Spinnfischen am Riff immernoch keine Option..Morgens total Ebbe sowie Abends.. Mittags kann man es sich echt sparen.
Sehe beim Schnorcheln aber jede Menge Räuber.. allerdings in Tiefen die vom Ufer nicht erreichbar sind. Auch Travellys begegnen mir in verdammt geiler Grösse.
Leider keine Bilder. 

An einer Stelle am Riff liegt seit 30 Jahren ein Schiff. Da wollte ich schon immermal hin. Kollegen gepackt und hin...bäh natürlich Ebbe.

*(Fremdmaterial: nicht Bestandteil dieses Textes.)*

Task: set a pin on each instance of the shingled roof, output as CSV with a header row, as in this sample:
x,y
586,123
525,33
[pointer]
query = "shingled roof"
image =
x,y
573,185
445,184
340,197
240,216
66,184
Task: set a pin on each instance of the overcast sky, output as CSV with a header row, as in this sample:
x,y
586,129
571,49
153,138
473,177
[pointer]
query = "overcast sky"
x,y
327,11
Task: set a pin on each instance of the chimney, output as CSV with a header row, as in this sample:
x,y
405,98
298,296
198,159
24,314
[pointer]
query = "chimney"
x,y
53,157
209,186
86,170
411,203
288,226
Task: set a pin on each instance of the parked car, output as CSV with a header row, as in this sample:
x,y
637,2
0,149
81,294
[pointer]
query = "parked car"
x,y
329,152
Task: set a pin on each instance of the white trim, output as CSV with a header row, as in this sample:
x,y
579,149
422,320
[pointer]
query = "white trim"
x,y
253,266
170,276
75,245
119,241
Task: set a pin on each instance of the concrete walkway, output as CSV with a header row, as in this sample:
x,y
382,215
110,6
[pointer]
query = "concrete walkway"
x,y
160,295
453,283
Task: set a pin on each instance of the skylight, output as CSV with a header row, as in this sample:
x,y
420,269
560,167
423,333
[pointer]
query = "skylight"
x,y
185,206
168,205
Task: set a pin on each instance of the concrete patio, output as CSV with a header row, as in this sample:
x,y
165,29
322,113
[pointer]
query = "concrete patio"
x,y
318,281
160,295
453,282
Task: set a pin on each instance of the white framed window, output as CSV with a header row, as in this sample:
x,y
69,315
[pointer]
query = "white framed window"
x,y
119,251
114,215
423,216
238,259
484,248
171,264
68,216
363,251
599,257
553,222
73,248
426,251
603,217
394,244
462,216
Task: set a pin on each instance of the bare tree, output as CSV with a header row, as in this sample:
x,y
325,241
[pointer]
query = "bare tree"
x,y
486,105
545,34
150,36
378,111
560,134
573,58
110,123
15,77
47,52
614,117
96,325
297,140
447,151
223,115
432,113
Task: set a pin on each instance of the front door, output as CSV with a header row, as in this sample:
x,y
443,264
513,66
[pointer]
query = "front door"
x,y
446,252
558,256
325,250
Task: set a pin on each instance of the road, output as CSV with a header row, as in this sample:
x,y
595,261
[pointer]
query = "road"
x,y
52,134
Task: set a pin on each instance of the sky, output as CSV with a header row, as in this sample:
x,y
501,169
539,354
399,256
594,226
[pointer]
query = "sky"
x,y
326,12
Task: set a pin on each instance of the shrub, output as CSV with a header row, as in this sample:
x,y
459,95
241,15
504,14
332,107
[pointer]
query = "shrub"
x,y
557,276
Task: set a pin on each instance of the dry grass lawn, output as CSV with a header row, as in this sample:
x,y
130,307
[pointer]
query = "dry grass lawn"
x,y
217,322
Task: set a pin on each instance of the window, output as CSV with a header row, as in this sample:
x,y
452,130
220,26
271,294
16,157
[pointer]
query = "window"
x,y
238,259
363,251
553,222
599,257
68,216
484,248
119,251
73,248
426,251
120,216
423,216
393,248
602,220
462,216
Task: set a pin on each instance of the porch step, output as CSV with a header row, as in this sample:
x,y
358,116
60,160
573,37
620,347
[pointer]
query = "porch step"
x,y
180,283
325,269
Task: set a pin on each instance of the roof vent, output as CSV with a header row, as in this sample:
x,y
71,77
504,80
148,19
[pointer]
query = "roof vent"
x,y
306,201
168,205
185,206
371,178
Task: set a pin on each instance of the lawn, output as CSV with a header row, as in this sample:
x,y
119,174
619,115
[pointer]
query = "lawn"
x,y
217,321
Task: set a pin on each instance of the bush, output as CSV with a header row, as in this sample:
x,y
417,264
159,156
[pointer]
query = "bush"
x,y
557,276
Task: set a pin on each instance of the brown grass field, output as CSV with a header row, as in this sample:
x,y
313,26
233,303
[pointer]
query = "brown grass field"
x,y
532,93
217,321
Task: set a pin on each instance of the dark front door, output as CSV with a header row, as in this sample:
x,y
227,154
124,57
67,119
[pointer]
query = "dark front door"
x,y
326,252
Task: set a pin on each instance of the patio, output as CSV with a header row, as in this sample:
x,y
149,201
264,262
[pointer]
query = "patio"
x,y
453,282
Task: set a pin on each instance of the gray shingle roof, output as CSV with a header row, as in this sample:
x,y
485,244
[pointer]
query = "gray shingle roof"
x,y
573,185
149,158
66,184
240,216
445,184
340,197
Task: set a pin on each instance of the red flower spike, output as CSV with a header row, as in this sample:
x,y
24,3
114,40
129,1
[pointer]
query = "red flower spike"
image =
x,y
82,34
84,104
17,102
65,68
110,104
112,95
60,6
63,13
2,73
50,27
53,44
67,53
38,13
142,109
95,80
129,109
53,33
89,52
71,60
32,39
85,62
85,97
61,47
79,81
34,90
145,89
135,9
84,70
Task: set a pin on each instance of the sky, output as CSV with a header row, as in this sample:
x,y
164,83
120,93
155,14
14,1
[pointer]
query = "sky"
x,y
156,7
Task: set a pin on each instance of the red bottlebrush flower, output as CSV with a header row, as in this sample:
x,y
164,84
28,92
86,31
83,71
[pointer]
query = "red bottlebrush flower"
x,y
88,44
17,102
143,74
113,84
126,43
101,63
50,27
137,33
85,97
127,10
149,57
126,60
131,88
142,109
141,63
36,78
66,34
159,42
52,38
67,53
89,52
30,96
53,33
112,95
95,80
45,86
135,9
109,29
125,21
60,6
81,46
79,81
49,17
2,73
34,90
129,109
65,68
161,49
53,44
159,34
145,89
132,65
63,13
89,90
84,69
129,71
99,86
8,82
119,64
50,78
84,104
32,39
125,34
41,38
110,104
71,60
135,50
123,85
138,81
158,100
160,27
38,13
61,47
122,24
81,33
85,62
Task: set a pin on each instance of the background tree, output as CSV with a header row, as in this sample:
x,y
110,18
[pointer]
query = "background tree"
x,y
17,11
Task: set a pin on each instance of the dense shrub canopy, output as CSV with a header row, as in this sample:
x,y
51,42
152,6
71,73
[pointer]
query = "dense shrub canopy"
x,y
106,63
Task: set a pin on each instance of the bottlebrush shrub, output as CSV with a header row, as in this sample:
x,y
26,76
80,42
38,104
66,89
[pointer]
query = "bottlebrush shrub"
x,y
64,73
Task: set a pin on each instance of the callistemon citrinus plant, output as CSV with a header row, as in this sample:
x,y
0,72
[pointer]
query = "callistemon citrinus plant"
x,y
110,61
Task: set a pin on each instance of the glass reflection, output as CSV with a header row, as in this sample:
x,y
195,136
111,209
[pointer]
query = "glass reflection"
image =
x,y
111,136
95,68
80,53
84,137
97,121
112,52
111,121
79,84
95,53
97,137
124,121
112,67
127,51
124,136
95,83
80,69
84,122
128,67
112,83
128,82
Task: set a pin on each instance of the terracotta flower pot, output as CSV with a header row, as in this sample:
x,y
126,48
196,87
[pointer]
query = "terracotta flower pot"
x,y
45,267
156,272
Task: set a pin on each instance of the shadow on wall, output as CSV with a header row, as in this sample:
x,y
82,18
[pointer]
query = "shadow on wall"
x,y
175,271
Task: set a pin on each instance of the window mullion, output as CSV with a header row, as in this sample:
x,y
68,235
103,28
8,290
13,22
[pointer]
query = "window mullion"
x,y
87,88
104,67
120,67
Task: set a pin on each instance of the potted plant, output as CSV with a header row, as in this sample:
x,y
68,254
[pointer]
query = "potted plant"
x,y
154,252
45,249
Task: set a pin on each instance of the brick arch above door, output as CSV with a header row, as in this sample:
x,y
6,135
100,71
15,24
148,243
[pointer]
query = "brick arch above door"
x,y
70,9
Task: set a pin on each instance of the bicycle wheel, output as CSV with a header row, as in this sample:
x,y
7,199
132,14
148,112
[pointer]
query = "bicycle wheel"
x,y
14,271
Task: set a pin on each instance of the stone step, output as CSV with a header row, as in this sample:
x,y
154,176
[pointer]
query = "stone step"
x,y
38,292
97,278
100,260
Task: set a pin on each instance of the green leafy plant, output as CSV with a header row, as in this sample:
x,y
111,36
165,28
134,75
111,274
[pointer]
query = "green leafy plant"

Fischen von dort keine Option.. Aber sehr interessant solange man keine Angst vor Vogelkot hat






Bierchen auf dem Kutter geht aber immer:m


----------



## Krallblei (7. April 2017)

*AW: Red Sea Fishing*

Angeltechnisch ging dann nix mehr.. Wetter war zu schön. Tags um die 36 Grad und Sonne pur.

Leider ging mir auch die Digicam kaputt und so hab ich von schönen Sachen keine Bilder mehr

Versuche aber noch paar Bilder zu machen von den Videos.

Da will man nicht drauftreten|bigeyes






Die fand ich eines Tage.. ziemlich dick und mega entspannt.. konnte man von Hand füttern mit Sardinen|kopfkrat


----------



## Krallblei (7. April 2017)

*AW: Red Sea Fishing*

*Abschluss*

Urlaub top. Fischen flopp.

Die Ebbe morgens und abend machte mir wirklich nen Strich durch die Rechnung. Das war in 6 Urlauben dort anderst.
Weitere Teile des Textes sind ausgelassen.